Project funding from CMADP provided the basis for a number of recent notable achievements by KU faculty. Jennifer Robinson, assistant professor of chemical & petroleum engineering, received a five-year, $1.25 million Maximizing Investigators’ Research Award from the NIH to continue her work investigating the sex differences that attribute to higher incidence of osteoarthritis in females.

“As a new assistant professor, there are multiple challenges that make getting a lab established and productive feel very overwhelming,” Robinson said. “Funding from the Phase 2 CMADP COBRE was instrumental in supporting this phase of my research — both by providing critical funds for personnel and lab expenses, and also scientific feedback that helped clarify our research aims and approach.”

Jingxin Wang, assistant professor of medicinal chemistry and previous CMADP project investigator, recently received an NIH MIRA as well. Leveraging his CMADP project funding, he investigated a new direction for his research and is now part of a $1.2 million grant from the W.M. Keck Foundation to further explore the use of RNA splicing in drug and disease therapies.

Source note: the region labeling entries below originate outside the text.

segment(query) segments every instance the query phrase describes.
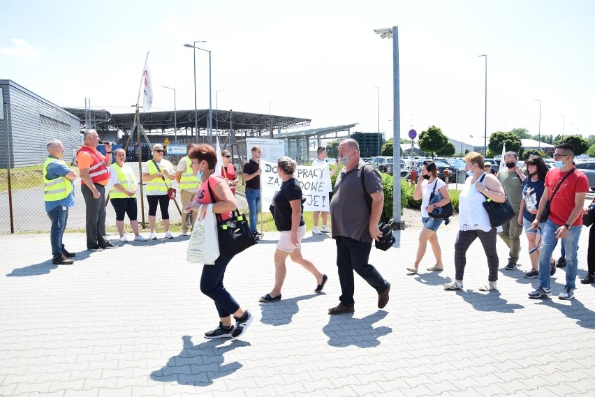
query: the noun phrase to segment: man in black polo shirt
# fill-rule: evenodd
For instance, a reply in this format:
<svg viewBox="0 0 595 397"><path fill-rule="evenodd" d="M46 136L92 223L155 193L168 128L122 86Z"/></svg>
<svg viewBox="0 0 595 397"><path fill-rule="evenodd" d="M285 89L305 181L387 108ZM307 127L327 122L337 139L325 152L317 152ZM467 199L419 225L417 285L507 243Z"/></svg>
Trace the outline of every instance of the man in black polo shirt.
<svg viewBox="0 0 595 397"><path fill-rule="evenodd" d="M390 284L368 263L372 240L382 237L378 227L384 205L382 179L372 167L364 167L360 146L353 139L339 144L339 162L345 167L335 184L330 201L332 236L337 244L337 267L341 284L339 304L329 314L353 313L353 271L378 292L378 307L388 303ZM362 186L363 178L365 190ZM368 207L366 195L372 197Z"/></svg>
<svg viewBox="0 0 595 397"><path fill-rule="evenodd" d="M256 214L260 211L260 146L252 148L252 158L244 165L244 182L246 183L246 201L250 211L250 230L257 240L263 234L256 230Z"/></svg>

“The generous support from Dr. Lunte, CMADP and core labs finally helped to yield our recent publication in ACS Central Science on the development of a new chemical genetic tool to study signaling pathways as the cover story of the journal’s next issue,” Wang said. “This opens a new research direction that has much potential in biological research. The project is actually a research direction that I had considered ‘cutting off’ before receiving the CMADP’s support as it would require too many resources that we can’t afford with my startup funds. Now this research tool and its applications are becoming one of my major contributions to the field.”

The sustainability of CMADP’s three core lab facilities — the KU (Ralph N. Adams) Nanofabrication FacilitySynthetic Chemical Biology Core and Genome Sequencing Core — is a major focus of this third phase of funding. Since CMADP’s inception, these facilities have supported more than 600 researchers and have been cited in more than 200 publications written by CMADP core lab users.

The capabilities and services of each of these core labs provide enabling technologies, new techniques and methods that allow researchers to study diseases in novel ways and develop new therapeutics for a range of illnesses, including heart and lung diseases, cancers, neurological diseases and infectious diseases like COVID-19. Through these labs, researchers have access to state-of-the-art facilities, instrumentation and technical expertise that is frequently out of reach for an individual research lab.

“The Genome Sequencing Core helps academic research groups at KU and across the state of Kansas access next-generation sequencing technology, and provides education, lab training and assistance to researchers,” said Jennifer Hackett, GSC director. “The GSC assisted COVID-19 research by sequencing changes in COVID-19 patients’ antibodies over time. This work helped lead to finding part of the DNA sequence and structure that allows for COVID-19 immunity.”

The Synthetic Chemical Biology Core is a shared core supported by both COBREs at KU. This chemistry-oriented core facility provides comprehensive synthetic chemistry capabilities, developing unique molecular probes and peptides that can be used to better understand disease. The KU Nanofabrication Facility offers resources and training for researchers to produce micro- and nanoscale devices used in biomedical, biophysical and bioanalytical studies related to disease pathways. 

While there is no fourth phase in the COBRE grant program, CMADP plans to use the final round of funding to ensure each core lab remains self-sustaining through expanding their user bases. Faculty funded through CMADP’s Phase 3 pilot project program will include both junior and senior faculty, expanding its focus from early career professionals.

Photo: Front row, from left: Cady Bush, program manager; Chamani Perera, Synthetic Chemical Biology core lab director; Sue Lunte, director and PI; Jenny Hackett, Genome Sequencing Core lab director; and Ryan Grigsby, KU Nanofabrication Facility core lab director. Back row, from left: Jingxin Wang, research project investigator; Meredith Hartley, research project investigator; Nick Britt, research project investigator; and Erik Lundquist, co-PI.